Ok, I’ll stop there because pointing out 7 egregious whoppers in a 3 minute video is probably sufficient to get the point across that PragerU is absolutely not an institution anyone should ever trust to teach young people about US History. Those lies told in that high-production-value video (which is still publicly available on their website) could have been fact checked in 5 minutes by an undergraduate intern who was paid $15/hour…but of course PragerU didn’t think to do that because telling the truth about history is not something they appear to be all that concerned about.

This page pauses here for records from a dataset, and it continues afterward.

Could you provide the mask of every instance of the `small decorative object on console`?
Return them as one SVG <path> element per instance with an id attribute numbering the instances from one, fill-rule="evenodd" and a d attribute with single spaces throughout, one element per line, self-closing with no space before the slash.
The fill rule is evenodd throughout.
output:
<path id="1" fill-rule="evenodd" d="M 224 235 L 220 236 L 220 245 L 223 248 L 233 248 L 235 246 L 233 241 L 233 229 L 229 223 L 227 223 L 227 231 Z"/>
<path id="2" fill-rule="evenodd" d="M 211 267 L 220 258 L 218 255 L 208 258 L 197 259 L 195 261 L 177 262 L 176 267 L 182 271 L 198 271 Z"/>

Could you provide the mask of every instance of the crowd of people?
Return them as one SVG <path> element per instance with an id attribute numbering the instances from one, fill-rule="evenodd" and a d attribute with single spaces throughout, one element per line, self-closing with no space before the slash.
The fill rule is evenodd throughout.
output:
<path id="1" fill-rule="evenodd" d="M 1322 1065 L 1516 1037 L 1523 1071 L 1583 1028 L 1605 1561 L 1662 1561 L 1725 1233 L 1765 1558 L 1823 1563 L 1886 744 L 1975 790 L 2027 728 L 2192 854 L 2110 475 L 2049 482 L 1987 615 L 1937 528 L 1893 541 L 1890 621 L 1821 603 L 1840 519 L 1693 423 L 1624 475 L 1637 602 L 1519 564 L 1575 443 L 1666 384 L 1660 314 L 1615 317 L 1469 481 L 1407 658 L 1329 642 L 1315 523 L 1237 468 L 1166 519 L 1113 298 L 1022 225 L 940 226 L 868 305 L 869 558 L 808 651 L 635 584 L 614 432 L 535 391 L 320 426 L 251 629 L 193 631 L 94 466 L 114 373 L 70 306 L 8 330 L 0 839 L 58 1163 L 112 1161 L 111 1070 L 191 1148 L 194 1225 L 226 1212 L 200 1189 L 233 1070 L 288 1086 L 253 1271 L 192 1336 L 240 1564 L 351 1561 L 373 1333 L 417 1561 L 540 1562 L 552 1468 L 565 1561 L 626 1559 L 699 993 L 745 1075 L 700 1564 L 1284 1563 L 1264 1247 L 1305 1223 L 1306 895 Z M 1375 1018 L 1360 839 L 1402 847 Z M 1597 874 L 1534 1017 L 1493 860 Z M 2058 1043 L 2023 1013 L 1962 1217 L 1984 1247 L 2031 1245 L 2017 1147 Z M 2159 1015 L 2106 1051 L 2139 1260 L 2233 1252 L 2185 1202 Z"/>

It’s not as if I or anyone else is the possessor of the single, “true” version of US history from which PragerU is deviating. History will always be an argument. But good history never knowingly lies like so much of PragerU’s content does. Good history always starts from the evidentiary base that exists in the archive, and builds upon what past researchers have discovered. History isn’t just whatever the hell we want it to be to serve our present ideological needs, just as unemployment numbers are not whatever the hell we want them to be to serve our present political needs. History can be a source of wisdom, insight, and self-knowledge, but only if its carried out with a basic level of respect for the truth and a willingness to have the people from the past surprise, disappoint, enrage, and inspire us in ways that don’t simply confirm our priors.

Bad history has always been with us. PragerU is hardly the first outfit to pump ideologically-slanted pseudo-history into the public sphere and they won’t be the last. But it is incumbent upon those of us who actually do care about getting the history right that we call out mendacious bullshit when we see it. Hopefully my saying this won’t hurt PragerU’s feelings too badly.